Anne-Marie Filaire s’intéresse au paysage et aux espaces frontières. Le film Enfermement et la série photographique Ailleurs montrent ainsi l’impact du mur de séparation entre Israël et la Palestine sur un territoire dont il modifie violemment l’environnement.
L’exposition Chambres à part présentée à Lectoure réunit un ensemble de photographies de portes de chambres d’étudiantes, faites aux Émirats Arabes Unis en 2007, et des peintures réalisées directement sur ces photos par des adolescentes de Gaza en 2010. Ces travaux sont présentés pour la première fois en France.
Aux Émirats Arabes Unis, Anne-Marie Filaire, qui débute un projet sur l’adolescence dans le monde arabe, photographie les chambres des étudiantes de l’université de Sharjah, l’une des sociétés les plus conservatrices du Golf. Les portes des chambres me parlaient de cette société, de l’identité de ces jeunes filles. Sheikh Zayed y est très présent, il est le symbole de cette société. Sheikh Zayed était le souverain d’Abu Dhabi, Président des Émirats Arabes Unis, richissime, il reste le symbole du pouvoir dans les Émirats. Les étudiantes ont de 15 à 22 ans, sont parfois mariées et pour la plupart originaires d’Arabie Saoudite et des Émirats, mais aussi du Qatar, du Koweit, d’Oman, du Yémen, du Tchad, de Palestine ou de Turquie. Ces portes sont une frontière, une place où peuvent s’inscrire des signes, des messages d’appartenance, de distance, d’identité. L’adolescence est aussi une frontière, le moment où s’inaugure un rapport à autrui. Ces portes peuvent représenter ce dévoilement et cette crainte, mais elles nous parlent aussi, par le truchement de l’adolescence, de cette société, de ses codes et de ses symboles (Anne-Marie Filaire).

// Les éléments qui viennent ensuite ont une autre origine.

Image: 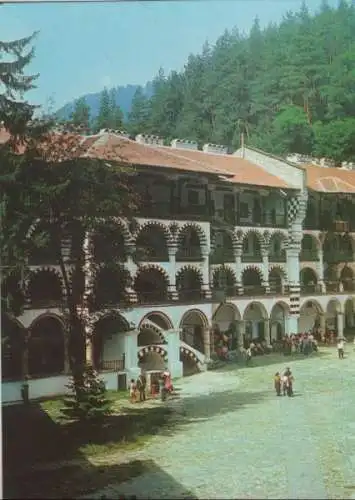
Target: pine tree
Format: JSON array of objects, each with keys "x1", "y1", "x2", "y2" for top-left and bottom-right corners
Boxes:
[
  {"x1": 96, "y1": 88, "x2": 112, "y2": 132},
  {"x1": 61, "y1": 366, "x2": 112, "y2": 422},
  {"x1": 128, "y1": 87, "x2": 150, "y2": 135},
  {"x1": 70, "y1": 97, "x2": 90, "y2": 132},
  {"x1": 0, "y1": 33, "x2": 38, "y2": 136},
  {"x1": 109, "y1": 89, "x2": 124, "y2": 130}
]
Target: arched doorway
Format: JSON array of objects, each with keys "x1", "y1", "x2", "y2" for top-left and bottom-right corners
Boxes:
[
  {"x1": 1, "y1": 314, "x2": 26, "y2": 382},
  {"x1": 340, "y1": 266, "x2": 354, "y2": 292},
  {"x1": 242, "y1": 231, "x2": 262, "y2": 262},
  {"x1": 270, "y1": 302, "x2": 290, "y2": 340},
  {"x1": 93, "y1": 265, "x2": 131, "y2": 309},
  {"x1": 212, "y1": 303, "x2": 241, "y2": 350},
  {"x1": 325, "y1": 299, "x2": 341, "y2": 332},
  {"x1": 213, "y1": 266, "x2": 236, "y2": 297},
  {"x1": 92, "y1": 312, "x2": 129, "y2": 371},
  {"x1": 92, "y1": 221, "x2": 126, "y2": 264},
  {"x1": 300, "y1": 267, "x2": 318, "y2": 294},
  {"x1": 136, "y1": 223, "x2": 169, "y2": 262},
  {"x1": 28, "y1": 316, "x2": 65, "y2": 377},
  {"x1": 344, "y1": 298, "x2": 355, "y2": 335},
  {"x1": 27, "y1": 270, "x2": 62, "y2": 309},
  {"x1": 243, "y1": 302, "x2": 270, "y2": 342},
  {"x1": 300, "y1": 234, "x2": 319, "y2": 262},
  {"x1": 138, "y1": 349, "x2": 167, "y2": 372},
  {"x1": 176, "y1": 267, "x2": 203, "y2": 302},
  {"x1": 176, "y1": 225, "x2": 204, "y2": 262},
  {"x1": 298, "y1": 300, "x2": 324, "y2": 332},
  {"x1": 269, "y1": 267, "x2": 284, "y2": 295},
  {"x1": 242, "y1": 267, "x2": 265, "y2": 296},
  {"x1": 180, "y1": 309, "x2": 208, "y2": 354},
  {"x1": 134, "y1": 266, "x2": 169, "y2": 304},
  {"x1": 269, "y1": 233, "x2": 286, "y2": 262}
]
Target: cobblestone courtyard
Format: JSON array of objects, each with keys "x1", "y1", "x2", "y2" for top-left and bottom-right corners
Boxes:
[{"x1": 85, "y1": 345, "x2": 355, "y2": 498}]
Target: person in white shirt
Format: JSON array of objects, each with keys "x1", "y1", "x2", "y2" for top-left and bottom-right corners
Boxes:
[{"x1": 337, "y1": 338, "x2": 345, "y2": 359}]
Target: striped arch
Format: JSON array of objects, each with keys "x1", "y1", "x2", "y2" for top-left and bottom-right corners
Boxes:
[
  {"x1": 269, "y1": 265, "x2": 287, "y2": 281},
  {"x1": 28, "y1": 312, "x2": 67, "y2": 335},
  {"x1": 180, "y1": 347, "x2": 201, "y2": 368},
  {"x1": 242, "y1": 264, "x2": 263, "y2": 281},
  {"x1": 267, "y1": 229, "x2": 288, "y2": 252},
  {"x1": 177, "y1": 222, "x2": 208, "y2": 248},
  {"x1": 89, "y1": 309, "x2": 133, "y2": 332},
  {"x1": 96, "y1": 217, "x2": 133, "y2": 245},
  {"x1": 135, "y1": 220, "x2": 173, "y2": 245},
  {"x1": 242, "y1": 228, "x2": 265, "y2": 247},
  {"x1": 137, "y1": 345, "x2": 168, "y2": 362},
  {"x1": 138, "y1": 319, "x2": 166, "y2": 344}
]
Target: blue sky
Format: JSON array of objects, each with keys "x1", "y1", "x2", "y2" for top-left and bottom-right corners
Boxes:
[{"x1": 0, "y1": 0, "x2": 337, "y2": 108}]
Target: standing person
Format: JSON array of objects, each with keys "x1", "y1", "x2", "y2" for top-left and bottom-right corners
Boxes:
[
  {"x1": 337, "y1": 337, "x2": 345, "y2": 359},
  {"x1": 137, "y1": 372, "x2": 147, "y2": 402},
  {"x1": 274, "y1": 372, "x2": 281, "y2": 396},
  {"x1": 129, "y1": 378, "x2": 137, "y2": 403}
]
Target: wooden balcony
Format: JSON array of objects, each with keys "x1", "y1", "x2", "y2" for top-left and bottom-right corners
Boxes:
[{"x1": 99, "y1": 355, "x2": 125, "y2": 372}]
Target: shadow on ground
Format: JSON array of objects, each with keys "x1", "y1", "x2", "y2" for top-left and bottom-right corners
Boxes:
[
  {"x1": 3, "y1": 382, "x2": 270, "y2": 498},
  {"x1": 213, "y1": 351, "x2": 331, "y2": 372}
]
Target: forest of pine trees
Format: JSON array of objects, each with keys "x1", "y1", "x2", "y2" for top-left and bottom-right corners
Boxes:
[{"x1": 126, "y1": 0, "x2": 355, "y2": 162}]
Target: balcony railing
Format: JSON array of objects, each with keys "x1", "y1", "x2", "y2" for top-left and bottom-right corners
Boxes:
[
  {"x1": 300, "y1": 248, "x2": 318, "y2": 262},
  {"x1": 176, "y1": 247, "x2": 202, "y2": 262},
  {"x1": 99, "y1": 355, "x2": 125, "y2": 372},
  {"x1": 210, "y1": 248, "x2": 235, "y2": 264},
  {"x1": 269, "y1": 251, "x2": 286, "y2": 262},
  {"x1": 301, "y1": 283, "x2": 322, "y2": 295},
  {"x1": 242, "y1": 253, "x2": 263, "y2": 262},
  {"x1": 323, "y1": 250, "x2": 354, "y2": 263}
]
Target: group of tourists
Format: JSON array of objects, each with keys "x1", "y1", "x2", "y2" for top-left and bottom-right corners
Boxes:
[
  {"x1": 129, "y1": 369, "x2": 174, "y2": 403},
  {"x1": 274, "y1": 367, "x2": 295, "y2": 397}
]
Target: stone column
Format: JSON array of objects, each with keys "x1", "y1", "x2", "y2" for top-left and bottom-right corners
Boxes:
[
  {"x1": 337, "y1": 312, "x2": 344, "y2": 338},
  {"x1": 261, "y1": 248, "x2": 270, "y2": 294},
  {"x1": 125, "y1": 244, "x2": 138, "y2": 304},
  {"x1": 285, "y1": 314, "x2": 299, "y2": 335},
  {"x1": 168, "y1": 244, "x2": 178, "y2": 300},
  {"x1": 166, "y1": 330, "x2": 183, "y2": 378},
  {"x1": 124, "y1": 330, "x2": 141, "y2": 379},
  {"x1": 234, "y1": 242, "x2": 244, "y2": 295},
  {"x1": 316, "y1": 248, "x2": 326, "y2": 293},
  {"x1": 319, "y1": 313, "x2": 327, "y2": 338},
  {"x1": 264, "y1": 319, "x2": 271, "y2": 344},
  {"x1": 203, "y1": 326, "x2": 211, "y2": 362},
  {"x1": 202, "y1": 247, "x2": 212, "y2": 299},
  {"x1": 238, "y1": 320, "x2": 245, "y2": 349}
]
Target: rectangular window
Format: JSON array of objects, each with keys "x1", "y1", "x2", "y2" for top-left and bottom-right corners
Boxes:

Les photographies ont été exposées en 2010 en Cisjordanie et à Gaza : Je n’ai pu entrer à Gaza mais l’exposition y est entrée et j’ai fait peindre les images par des adolescentes, en travaillant à distance depuis Ramallah. Je n’avais pas de clef et j’ai pris ce risque. […] Les jeunes filles s’en sont donné à cœur joie. Le chemin parcouru par ces images est aussi incroyable. Je trouve intéressant de confronter les images des Émirats et les peintures qu’elles sont devenues. Le contraste est saisissant : d’un côté une société fermée et otage de l’argent, de l’autre une société prisonnière, stigmatisée, et d’une proximité étonnante avec la nôtre (Anne-Marie Filaire).
Anne-Marie Filaire a construit une œuvre artistique très personnelle […]. Son travail sur le Liban, la Palestine ou le Yémen, aux antipodes des images qui inondent nos médias, s’est élaboré au cours de nombreuses années, par une fréquentation récurrente de ses lieux de prédilection ; il repose sur une connaissance intime du terrain et sur l’établissement de liens d’amitiés solides avec ses partenaires.
Je crois à l’intérêt de ce travail, qui a, depuis 2007, déjà porté ses premiers fruits grâce à des séjours dans les Émirats Arabes Unis ou à Alexandrie, et qui, mené à son terme, permettra d’éclairer une face méconnue de la société des pays arabes. Il est en effet important, particulièrement dans les lieux comme la Palestine, de remplacer les stéréotypes concernant les enfants et adolescents toujours saisis de loin, dans des postures de conflit, sur des lignes de front, par une présentation qui restitue leur humanité, leur identité, leurs questionnements intimes (Benoît Tadié, janvier 2010).
Cette exposition montre que l’excellente connaissance qu’a Anne-Marie Filaire du monde arabe, son éthique artistique et ses méthodes de travail patientes et méthodiques, lui permettent de pénétrer sans choquer au sein de ces sociétés que l’on dit conservatrices parce qu’on ignore trop souvent, en Occident, comment construire un dialogue avec elles.
Anne-Marie Filaire, née en 1961 à Chamalières (Puy-de-Dôme), vit à Paris.